Simple feature collection with 126714 features and 8 fields
geometry type: POLYGON
dimension: XY
bbox: xmin: 523860 ymin: 174420 xmax: 558000 ymax: 186900
epsg (SRID): 27700
proj4string: +proj=tmerc +lat_0=49 +lon_0=-2 +k=0.9996012717 +x_0=400000 +y_0=-100000 +ellps=airy +towgs84=446.448,-125.157,542.06,0.15,0.247,0.842,-20.489 +units=m +no_defs
First 10 features:
large_grid_id small_grid_id group count berth_name sailing_count berth_count contribution geometry
1 9717 2928 1 2 <NA> 9 NA 0.222222222 POLYGON ((533280 181060, 53...
2 9717 2981 1 3 <NA> 9 NA 0.333333333 POLYGON ((533300 181080, 53...
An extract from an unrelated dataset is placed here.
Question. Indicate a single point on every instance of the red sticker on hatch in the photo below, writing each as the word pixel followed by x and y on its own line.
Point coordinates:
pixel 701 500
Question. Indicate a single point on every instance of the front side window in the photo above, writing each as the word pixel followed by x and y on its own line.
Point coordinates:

3 9717 3085 1 2 <NA> 9 NA 0.222222222 POLYGON ((533300 181120, 53...
4 9717 3397 1 1 <NA> 9 NA 0.111111111 POLYGON ((533300 181240, 53...
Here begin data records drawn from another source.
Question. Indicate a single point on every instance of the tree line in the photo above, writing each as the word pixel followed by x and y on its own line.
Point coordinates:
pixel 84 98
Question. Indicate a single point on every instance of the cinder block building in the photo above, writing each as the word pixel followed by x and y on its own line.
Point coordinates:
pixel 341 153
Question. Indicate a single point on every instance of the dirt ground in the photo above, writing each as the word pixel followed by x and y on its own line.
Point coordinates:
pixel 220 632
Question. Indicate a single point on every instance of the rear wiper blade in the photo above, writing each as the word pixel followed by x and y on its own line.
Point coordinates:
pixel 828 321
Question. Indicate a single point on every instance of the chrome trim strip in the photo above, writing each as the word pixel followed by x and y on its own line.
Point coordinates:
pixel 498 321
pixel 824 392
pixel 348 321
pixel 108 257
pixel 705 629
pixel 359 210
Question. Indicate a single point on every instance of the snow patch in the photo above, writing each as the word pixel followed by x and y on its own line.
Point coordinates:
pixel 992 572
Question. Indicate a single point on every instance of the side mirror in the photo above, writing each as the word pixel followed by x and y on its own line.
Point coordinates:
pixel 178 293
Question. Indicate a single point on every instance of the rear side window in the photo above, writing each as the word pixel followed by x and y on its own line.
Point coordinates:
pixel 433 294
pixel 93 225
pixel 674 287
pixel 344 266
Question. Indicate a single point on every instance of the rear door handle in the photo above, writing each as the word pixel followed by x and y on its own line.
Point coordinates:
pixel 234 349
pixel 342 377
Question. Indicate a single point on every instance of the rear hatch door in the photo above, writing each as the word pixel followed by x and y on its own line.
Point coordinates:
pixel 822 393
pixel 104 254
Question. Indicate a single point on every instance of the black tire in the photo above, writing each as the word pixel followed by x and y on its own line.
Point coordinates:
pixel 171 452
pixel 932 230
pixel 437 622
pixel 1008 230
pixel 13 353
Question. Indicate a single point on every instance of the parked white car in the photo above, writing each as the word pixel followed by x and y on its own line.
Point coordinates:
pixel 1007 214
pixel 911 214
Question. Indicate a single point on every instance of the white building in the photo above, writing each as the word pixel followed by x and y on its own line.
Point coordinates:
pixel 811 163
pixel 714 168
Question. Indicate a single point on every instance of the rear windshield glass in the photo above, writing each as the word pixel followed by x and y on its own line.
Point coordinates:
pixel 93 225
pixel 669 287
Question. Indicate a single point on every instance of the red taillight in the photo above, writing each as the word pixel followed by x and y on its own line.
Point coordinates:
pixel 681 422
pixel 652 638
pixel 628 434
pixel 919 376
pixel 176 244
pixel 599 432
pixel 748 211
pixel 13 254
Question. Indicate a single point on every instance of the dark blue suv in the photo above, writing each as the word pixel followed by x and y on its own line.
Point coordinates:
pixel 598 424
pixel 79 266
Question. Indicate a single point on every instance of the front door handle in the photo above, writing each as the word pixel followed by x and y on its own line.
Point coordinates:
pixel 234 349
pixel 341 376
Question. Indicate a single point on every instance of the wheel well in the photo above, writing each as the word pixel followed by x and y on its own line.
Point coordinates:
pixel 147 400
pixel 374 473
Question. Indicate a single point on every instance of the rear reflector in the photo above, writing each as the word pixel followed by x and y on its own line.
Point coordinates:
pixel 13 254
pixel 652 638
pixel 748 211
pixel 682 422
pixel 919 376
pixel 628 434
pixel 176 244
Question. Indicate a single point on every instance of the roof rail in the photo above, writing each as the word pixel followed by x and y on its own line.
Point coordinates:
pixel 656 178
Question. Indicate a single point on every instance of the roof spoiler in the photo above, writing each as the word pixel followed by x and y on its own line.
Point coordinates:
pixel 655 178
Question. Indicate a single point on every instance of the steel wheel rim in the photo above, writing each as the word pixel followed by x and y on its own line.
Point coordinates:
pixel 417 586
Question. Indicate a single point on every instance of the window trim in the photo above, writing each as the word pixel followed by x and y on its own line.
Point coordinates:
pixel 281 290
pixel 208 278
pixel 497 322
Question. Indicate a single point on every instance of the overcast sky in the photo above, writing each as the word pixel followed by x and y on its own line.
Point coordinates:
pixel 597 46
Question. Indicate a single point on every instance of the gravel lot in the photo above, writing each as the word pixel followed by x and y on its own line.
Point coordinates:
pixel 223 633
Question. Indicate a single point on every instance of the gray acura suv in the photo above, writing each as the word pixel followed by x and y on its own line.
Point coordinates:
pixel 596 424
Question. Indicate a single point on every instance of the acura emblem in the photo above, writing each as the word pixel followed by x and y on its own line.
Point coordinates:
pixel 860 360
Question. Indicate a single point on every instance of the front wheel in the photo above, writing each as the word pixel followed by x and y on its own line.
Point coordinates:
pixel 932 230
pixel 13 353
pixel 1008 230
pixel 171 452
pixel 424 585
5 9717 3642 1 1 <NA> 9 NA 0.111111111 POLYGON ((533000 181360, 53...
6 9728 5496 1 2 <NA> 719 NA 0.002781641 POLYGON ((544700 181000, 54...
7 9728 5497 1 5 <NA> 719 NA 0.006954103 POLYGON ((544720 181000, 54...
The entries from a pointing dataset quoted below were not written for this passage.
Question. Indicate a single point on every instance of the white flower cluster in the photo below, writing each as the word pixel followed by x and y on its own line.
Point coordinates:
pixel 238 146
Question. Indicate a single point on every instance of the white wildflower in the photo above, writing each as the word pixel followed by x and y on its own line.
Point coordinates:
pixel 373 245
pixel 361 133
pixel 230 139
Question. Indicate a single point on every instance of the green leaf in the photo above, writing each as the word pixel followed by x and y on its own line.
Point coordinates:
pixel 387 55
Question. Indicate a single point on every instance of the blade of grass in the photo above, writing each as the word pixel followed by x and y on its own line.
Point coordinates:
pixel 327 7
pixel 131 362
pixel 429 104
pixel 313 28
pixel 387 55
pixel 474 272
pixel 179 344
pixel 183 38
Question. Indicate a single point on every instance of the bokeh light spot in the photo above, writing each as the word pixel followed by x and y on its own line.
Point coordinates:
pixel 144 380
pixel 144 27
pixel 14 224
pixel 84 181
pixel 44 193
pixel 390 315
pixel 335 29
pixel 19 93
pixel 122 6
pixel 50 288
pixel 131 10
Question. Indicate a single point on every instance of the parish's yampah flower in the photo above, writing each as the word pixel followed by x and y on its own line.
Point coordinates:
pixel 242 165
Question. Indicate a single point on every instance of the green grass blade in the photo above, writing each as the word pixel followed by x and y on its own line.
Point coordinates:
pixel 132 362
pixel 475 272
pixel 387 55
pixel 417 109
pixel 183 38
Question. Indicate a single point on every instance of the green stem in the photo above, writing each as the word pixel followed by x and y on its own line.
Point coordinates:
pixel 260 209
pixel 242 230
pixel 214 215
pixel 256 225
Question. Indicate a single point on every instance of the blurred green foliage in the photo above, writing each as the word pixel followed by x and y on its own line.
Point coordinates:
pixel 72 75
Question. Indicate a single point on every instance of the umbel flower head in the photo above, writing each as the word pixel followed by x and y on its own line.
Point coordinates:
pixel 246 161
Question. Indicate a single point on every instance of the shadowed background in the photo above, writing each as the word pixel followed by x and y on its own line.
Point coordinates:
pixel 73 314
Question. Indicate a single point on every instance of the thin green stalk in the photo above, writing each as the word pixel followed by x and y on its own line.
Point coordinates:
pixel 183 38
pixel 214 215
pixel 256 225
8 9728 5498 1 2 <NA> 719 NA 0.002781641 POLYGON ((544740 181000, 54...
9 9728 5499 1 5 <NA> 719 NA 0.006954103 POLYGON ((544760 181000, 54...
10 9728 5500 1 4 <NA> 719 NA 0.005563282 POLYGON ((544780 181000, 54...
The small_grid was now duplicated 3 times, a pollutant column added to each and populated (PM2.5, NOx and PM), and then joined back together again. It was then joined to the emissions by pollutant
, group
and unique_geom_id
. Subsequently the contribution
was multiplied by the emission for that large grid square, and stored as emissions
.
There are 1km by 1km emission grid areas from the PLA, with emissions for sailing/berth, where there is no GPS data.
small_grid_result %>%
as_tibble() %>%
group_by(large_grid_id, pollutant, group) %>%
summarise(gps_count = sum(count, na.rm=T)) %>%
left_join(grid_emissions, ., by = c("large_grid_id" = "large_grid_id",
"group"="group",
"pollutant"="pollutant")) %>%
filter(gps_count == 0 & (sailing > 0 | berth > 0))
# A tibble: 62 x 6
pollutant group large_grid_id sailing berth gps_count
<chr> <dbl> <dbl> <dbl> <dbl> <int>
1 NOx 1 9559 0.17 0 0
2 NOx 1 9893 0.02 0 0
3 NOx 1 10081 0.01 0 0
4 NOx 2 9383 0.16 0 0
5 NOx 2 9384 0.900 0 0
6 NOx 2 9556 1.55 0 0
7 NOx 2 9557 5.76 0.48 0
8 NOx 2 9559 5.17 12.9 0
9 NOx 2 9560 0.64 0 0
10 NOx 2 9717 0.01 0 0
# ... with 52 more rows
However the emissions in these large_grid_squares
are a very small proportion of the total emissions (shown below) so we have decided not to investigate this issue further.
Pollutant | Sailing | Berth |
---|---|---|
NOx | 0.003% | 0.006% |
PM | 0.002% | 0.006% |
PM2.5 | 0.002% | 0.006% |
Due to the way that the emissions were calculated on a grid, there are some artefacts when visualising the data, such as shown below. These have not been resolved (as there is no easy way to do so). It is a limitation of the underlying data/method before our work.